Relational Database Management Systems (RDBMSs) typically support the ability to have one or more query statements such as SQL (Structured Query Language) statements called from within the scope of execution of a parent query statement. With the support of such capabilities as the inclusion of SQL statements within User-Defined Functions (UDFs) and the calling of stored procedures (STPs) from within triggers, it is now possible for the execution of a parent query statement to result in the execution of one or more nested SQL statements.
A problem in database systems executing nested query statements is the detection and prevention of read/write and write/write conflicts (writing conflicts) that may occur between nested statements, and between nested statements and the parent statement itself. Such detection and prevention is necessary to ensure that the overall execution results of the parent and nested statements are consistent and deterministic.

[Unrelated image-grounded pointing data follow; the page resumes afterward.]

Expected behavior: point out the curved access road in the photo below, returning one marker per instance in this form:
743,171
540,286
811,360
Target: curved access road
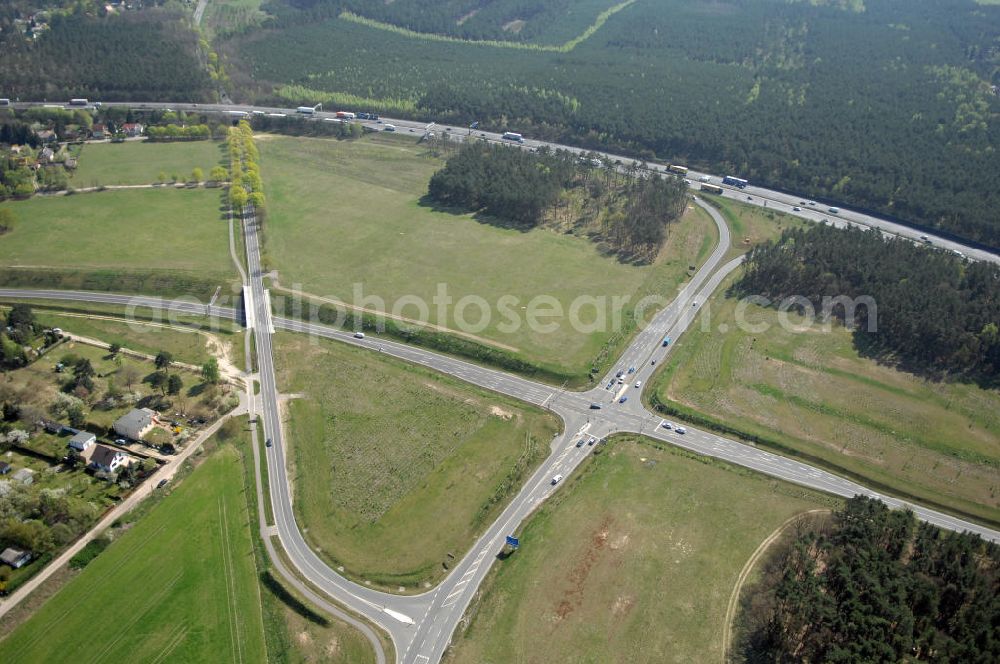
421,625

A read/write conflict may occur when a SELECT statement and a DELETE statement are defined so that on execution they both act on the same table. An example of a write/write conflict is when on execution an INSERT statement and a DELETE statement act on the same table. When these conflicting actions occur within the processing of nested statements invoked by a single parent statement, it is advantageous to be able to detect and prevent these collisions. Without such detection, non-deterministic processing may result with potential resulting data sets with missing rows, incorrect results, or even infinite loops in processing.
In a database system that is implemented in a partitioned shared-nothing environment, the above problems are potentially compounded. In such a system, the nested query statements can be executing at any partition within the system and the conflicts between the nested statements can be different at each partition. In addition, the conflicting statements can be occurring at different nesting levels, relative to the original parent statement, when they collide at a partition.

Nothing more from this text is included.